Once the sideslip of the car is calculated, you can then calculate the force produced by the tires, which in turn provides a yaw force (torque) on the car in order to turn it back to neutrol. Any amount of sideslip the car is experiencing will have the effect of forcing the car back into a straight line. Slowing it's angular momentum until sideslip = 0.
To calculate the tire force in order to turn the car, i would advise using the famous Magic Pacejka Formula. The formula is available via the racer free open project as c source code, just a relatively small function which should be easy to port.
www.racer.nl
Incidentally, the racer site is an excellent place for car physics resources and also the forums at racesimcentral are invaluable for help from other car physics coders.
So to recap,
calculate the sideslip of the car
calculate the tire force with sideslip as your input
turn car by resulting force (slowing its angular (yaw) momentum)

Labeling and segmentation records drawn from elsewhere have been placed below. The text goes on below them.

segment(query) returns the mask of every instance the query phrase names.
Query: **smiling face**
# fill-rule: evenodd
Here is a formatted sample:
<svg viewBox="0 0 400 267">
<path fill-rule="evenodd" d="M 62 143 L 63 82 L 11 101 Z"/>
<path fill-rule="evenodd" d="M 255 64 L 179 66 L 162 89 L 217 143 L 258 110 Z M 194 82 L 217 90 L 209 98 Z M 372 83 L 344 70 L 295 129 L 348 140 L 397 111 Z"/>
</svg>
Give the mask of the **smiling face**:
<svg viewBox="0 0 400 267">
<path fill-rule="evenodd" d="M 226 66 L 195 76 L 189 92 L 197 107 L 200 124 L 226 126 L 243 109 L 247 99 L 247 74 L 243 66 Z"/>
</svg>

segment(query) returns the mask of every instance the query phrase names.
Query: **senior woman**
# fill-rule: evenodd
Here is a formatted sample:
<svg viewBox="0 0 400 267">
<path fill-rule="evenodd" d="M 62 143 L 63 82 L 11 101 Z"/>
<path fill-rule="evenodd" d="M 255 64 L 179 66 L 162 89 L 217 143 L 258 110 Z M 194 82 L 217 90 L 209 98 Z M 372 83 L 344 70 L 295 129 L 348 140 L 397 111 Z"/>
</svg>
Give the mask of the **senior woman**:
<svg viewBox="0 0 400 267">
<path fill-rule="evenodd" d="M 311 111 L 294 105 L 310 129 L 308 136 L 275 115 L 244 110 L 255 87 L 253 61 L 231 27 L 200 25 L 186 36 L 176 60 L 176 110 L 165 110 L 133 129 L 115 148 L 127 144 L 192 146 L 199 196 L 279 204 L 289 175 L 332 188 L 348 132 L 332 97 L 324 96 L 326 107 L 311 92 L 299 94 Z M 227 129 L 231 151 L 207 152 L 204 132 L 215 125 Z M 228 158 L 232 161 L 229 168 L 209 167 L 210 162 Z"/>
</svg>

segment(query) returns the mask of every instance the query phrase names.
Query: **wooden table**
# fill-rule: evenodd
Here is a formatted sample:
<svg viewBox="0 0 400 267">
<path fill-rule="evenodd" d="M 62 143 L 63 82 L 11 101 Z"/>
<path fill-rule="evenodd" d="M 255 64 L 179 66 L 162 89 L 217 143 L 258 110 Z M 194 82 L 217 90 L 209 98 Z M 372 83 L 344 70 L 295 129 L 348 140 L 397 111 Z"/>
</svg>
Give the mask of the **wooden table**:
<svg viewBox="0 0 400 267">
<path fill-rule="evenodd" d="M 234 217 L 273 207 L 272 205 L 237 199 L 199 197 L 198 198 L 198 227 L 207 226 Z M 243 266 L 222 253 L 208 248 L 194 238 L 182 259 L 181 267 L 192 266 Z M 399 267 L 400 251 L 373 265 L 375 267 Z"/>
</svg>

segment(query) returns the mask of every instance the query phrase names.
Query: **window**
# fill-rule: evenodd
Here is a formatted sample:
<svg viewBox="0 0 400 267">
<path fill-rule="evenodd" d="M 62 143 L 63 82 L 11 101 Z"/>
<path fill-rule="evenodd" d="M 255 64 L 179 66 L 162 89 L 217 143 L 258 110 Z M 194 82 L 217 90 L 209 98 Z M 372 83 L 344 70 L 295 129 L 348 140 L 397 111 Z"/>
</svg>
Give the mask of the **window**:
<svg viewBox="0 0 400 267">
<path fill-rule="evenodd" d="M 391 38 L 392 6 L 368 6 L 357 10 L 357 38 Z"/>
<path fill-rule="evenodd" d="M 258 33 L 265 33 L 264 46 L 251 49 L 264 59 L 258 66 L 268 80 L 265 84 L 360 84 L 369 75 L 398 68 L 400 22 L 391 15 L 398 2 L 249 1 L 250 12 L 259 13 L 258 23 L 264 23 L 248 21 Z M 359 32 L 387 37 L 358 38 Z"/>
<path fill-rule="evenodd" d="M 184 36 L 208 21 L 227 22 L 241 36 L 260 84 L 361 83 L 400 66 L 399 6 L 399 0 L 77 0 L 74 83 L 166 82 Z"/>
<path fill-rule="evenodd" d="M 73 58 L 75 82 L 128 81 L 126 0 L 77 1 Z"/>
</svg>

This is the method most commercial car games use. Using a physics engine for general physics interactions and collisions and handling the car physics via your own code. This i have also done myself.
You can, for instance, simply make a cube in your physics engine with no ground friction. Apply force in its longtitude direction, which would push it forward ie, acceleration, add a yaw force via the steering which would give it angular momentum, then process your car physics code, which would apply a yaw force to slow down the yaw momentum of the car via it's current sideslip.
Even if you dont decide to go this route, i would still advise researching the method if only to get a better understanding of how a real car behaves.
Hope that sheds a bit more light on a pretty tricky subject.